Instruction No. 2 was the main verdict directing instruction. Defendant contends that the court erred in giving that instruction because it contained the statement that "it is not necessary that the state prove that the pistol was loaded." Such is said to have been a comment on the evidence. We do not agree. The sentence in question is clearly in accord with the law of this state. It was within the discretion of the trial court to include that cautionary statement in order to clarify the essential elements required for a verdict of guilty.

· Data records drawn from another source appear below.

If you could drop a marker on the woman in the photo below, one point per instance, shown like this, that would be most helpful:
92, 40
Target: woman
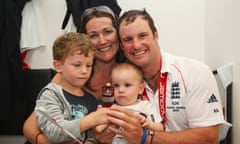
100, 24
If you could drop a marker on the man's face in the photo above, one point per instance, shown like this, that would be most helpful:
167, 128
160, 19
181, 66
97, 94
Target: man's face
138, 42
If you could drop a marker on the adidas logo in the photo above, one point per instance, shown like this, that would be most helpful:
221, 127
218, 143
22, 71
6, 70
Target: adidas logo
212, 99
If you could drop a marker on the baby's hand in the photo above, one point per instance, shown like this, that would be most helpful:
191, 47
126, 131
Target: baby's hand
101, 128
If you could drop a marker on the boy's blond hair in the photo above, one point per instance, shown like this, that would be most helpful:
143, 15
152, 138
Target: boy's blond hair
71, 42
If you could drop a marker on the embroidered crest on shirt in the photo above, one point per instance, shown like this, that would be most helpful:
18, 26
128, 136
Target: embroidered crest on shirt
212, 99
175, 91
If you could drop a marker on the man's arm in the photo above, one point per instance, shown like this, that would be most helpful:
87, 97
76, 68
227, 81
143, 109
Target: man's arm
204, 135
31, 130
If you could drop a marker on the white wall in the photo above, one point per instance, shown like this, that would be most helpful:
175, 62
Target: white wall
205, 30
222, 35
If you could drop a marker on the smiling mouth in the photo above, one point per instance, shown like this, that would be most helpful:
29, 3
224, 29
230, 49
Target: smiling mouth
104, 49
139, 53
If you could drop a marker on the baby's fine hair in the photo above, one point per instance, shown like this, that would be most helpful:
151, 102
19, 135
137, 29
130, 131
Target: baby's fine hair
71, 42
127, 66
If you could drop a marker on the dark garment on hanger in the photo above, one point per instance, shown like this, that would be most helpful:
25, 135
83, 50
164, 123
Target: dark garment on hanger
12, 100
76, 7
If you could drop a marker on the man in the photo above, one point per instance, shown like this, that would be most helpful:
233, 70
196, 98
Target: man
184, 90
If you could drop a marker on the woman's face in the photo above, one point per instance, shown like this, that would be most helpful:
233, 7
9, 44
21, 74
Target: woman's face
103, 37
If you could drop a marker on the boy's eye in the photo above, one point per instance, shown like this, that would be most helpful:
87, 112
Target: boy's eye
77, 65
89, 65
92, 36
127, 85
128, 39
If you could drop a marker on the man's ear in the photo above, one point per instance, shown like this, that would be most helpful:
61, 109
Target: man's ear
57, 65
141, 88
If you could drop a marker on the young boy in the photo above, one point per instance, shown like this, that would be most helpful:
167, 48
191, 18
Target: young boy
127, 80
64, 100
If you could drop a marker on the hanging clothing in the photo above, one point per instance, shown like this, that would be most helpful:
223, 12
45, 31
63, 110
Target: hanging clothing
32, 28
12, 98
76, 7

The final contention of defendant is that the forms of verdict were improper because they did not contain the word "feloniously." The form of verdict actually used and returned by the jury was: "We, the jury in the above entitled cause, find the defendant guilty of carrying concealed weapon as charged but are unable to agree upon punishment." As indicated, defendant contends that the word "feloniously" should have appeared before the word "carrying." The amended information charged that defendant "did unlawfully and feloniously carry concealed upon his person a certain deadly and dangerous weapon, to wit: 9 M.M. Caliber `Browning' Automatic Pistol * * *." Instruction No. 2 required a finding that "the defendant, Eddie Dorsey, did intentionally and feloniously carry concealed on his person * * *." We rule this contention against defendant. It is certainly not necessary that the verdict contain the essential elements of the offense. Rule 27.01 (c) provides that "the jury shall specify in their verdict the offense of which the defendant is found guilty." The verdict in this case clearly complies with that rule. Moreover, as indicated, as a requirement for finding guilt the jury had been required by the instruction to find that defendant "did intentionally and feloniously carry * * *." We rule that the forms of verdict were not erroneous.
The judgment is affirmed.
BARDGETT, J., concurs in separate concurring opinion filed.
SEILER, J., concurs, and concurs in separate concurring opinion of BARDGETT, J.
I concur in the opinion of Holman, P. J. However, I desire to state that, in my opinion, the testimony relating to the reason why the appellant had the gun was properly admitted because this evidence could be considered as a mitigating factor in connection with fixing the punishment.